Liberia

Info

Capital

Monrovia

Population

3,989,703 (July 2013 est.)

Climate

Tropical

Currency

74 Liberian dollars (LD) = 1 USD (2012 est.)

Important Cities

Buchanan, Marshall, Gbarnga

Area

111,369 sq.km.

People

Nationality

Liberian

Major Peoples

Dan

Religion

Christian 85.6%, Muslim 12.2%, African religion 0.6%, other 0.2%, none 1.4% (2008 census)

Literacy

60.8%

Principal Language

Kru, Madinka, Mano

Official Language

English

Politics

Head Of State

Ellen Johnson-Sirleaf

Type of Government

Democratic

Date of Independence

July 26, 1847

Major Exports

Diamonds, Rubber, Timber, Iron Ore, Coffee, Cocoa

Precolonial History

Animist and Muslim ethnic groups migrated to the region now known as Liberia from the 12th to the 17th centuries. The Portuguese arrived in 1461, and monopolized coastal trade until the Dutch and British established trading posts in the 17th century. The area became known as the Pepper Coast, or Grain Coast, due to the abundance of Malagueta peppers (Grains of Paradise). The colony of Liberia was founded upon the arrival of free African-Americans and freed slaves from the United States in 1820. This settlement, Monrovia, was negotiated between local chiefdoms and U.S. President James Monroe on behalf of the American Colonization Society, a coalition of abolitionists and slaveholders who advocated relocating freed slaves to Africa. Additional colonists from American slave states arrived, and their settlements were merged into the Commonwealth of Liberia in 1838. Liberia became Africa’s first independent republic in 1847, with a constitution modelled after that of the United States.

Postcolonial History

Britain and France soon recognized Liberia’s sovereignty, but also began encroaching on its territory. U.S. President Abraham Lincoln officially recognized the new republic in 1862. Former governor Joseph Jenkins Roberts was elected Liberia’s first president in 1847. Americo-Liberian settlers founded the True Whig Party in 1878. This elite minority dominated politics and suppressed the indigenous peoples for over a century. In 1980, President William R. Tolbert was assassinated in a military coup d’état led by Master Sargeant Samuel K. Doe, who suspended the constitution and imposed martial law. Doe’s preference for promoting members of his own Krahn ethnic group caused increasing unrest in Liberia. He lifted the ban on political parties in 1985, and took office as president after a fraudulent election. In 1989, Charles Taylor of the National Patriotic Front of Liberia (NPFL) began an uprising against the government, initiating decades of bloody civil war during which Doe was assassinated.

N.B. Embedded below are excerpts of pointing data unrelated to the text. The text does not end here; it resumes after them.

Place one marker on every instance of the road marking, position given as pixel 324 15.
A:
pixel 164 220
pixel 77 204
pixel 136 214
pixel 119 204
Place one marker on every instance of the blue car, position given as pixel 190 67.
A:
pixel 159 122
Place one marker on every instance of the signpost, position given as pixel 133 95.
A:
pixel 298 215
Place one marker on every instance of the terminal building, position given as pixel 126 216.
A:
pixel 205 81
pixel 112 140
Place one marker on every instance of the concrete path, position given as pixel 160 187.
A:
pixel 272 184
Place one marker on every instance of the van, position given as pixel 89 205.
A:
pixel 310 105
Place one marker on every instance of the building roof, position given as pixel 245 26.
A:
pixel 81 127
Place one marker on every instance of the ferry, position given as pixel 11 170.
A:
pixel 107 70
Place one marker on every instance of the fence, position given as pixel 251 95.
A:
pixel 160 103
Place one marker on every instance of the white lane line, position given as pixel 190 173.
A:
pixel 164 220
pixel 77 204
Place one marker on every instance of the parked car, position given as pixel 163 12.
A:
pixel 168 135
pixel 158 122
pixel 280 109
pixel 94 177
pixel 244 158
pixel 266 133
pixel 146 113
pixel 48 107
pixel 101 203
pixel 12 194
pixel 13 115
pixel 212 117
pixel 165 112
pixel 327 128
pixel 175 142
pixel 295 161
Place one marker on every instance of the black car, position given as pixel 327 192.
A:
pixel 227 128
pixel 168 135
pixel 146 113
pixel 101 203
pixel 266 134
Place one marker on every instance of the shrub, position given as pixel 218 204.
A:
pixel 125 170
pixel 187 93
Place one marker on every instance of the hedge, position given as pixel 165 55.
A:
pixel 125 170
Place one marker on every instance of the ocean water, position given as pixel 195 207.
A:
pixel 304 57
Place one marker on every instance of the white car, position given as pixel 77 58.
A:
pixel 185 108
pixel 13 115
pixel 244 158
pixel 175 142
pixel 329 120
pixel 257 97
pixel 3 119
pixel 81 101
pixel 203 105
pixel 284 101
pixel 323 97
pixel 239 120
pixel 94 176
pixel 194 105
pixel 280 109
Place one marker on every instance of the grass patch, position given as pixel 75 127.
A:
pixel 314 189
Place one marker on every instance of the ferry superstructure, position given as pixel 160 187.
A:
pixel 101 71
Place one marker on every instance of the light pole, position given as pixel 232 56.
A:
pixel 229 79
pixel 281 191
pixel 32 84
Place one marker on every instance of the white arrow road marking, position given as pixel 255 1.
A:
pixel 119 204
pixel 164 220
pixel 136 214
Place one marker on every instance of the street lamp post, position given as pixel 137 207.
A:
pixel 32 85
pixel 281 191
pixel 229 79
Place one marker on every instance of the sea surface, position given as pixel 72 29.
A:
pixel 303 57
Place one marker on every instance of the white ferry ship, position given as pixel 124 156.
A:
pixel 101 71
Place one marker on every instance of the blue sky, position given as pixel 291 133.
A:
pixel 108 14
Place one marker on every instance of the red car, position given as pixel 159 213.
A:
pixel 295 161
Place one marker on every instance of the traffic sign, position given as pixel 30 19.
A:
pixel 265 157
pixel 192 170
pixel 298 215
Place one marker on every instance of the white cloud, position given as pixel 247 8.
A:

Taylor was elected president in 1997. Charged with war crimes, however, he resigned amid international pressure in 2003. The U.N. became involved in peacekeeping. Ellen Johnson-Sirleaf, Africa’s first elected female head of state, was elected in 2005. During her first year in office, several members of the previous government were convicted for the embezzlement of over ten million dollars. Beyond tackling corruption, humanitarian issues have improved since 300,000 civil war refugees were assisted in their return home to Liberia. However, more than 100,000 refugees remain throughout the Guinea Coast and in the United States. Liberian armed forces are still under reconstruction.

Recommended Sources:

Fred van der Kraaij, The Open Door Policy of Liberia – An Economic History of Modern Liberia (Bremen, 1983).

U.S. Department of State, Office of the Historian, “Founding of Liberia, 1847” (http://history.state.gov/milestones/1830-1860/liberia).

Quentin Outram, “Liberia: Recent History,” Africa South of the Sahara (London: Routledge, 2008).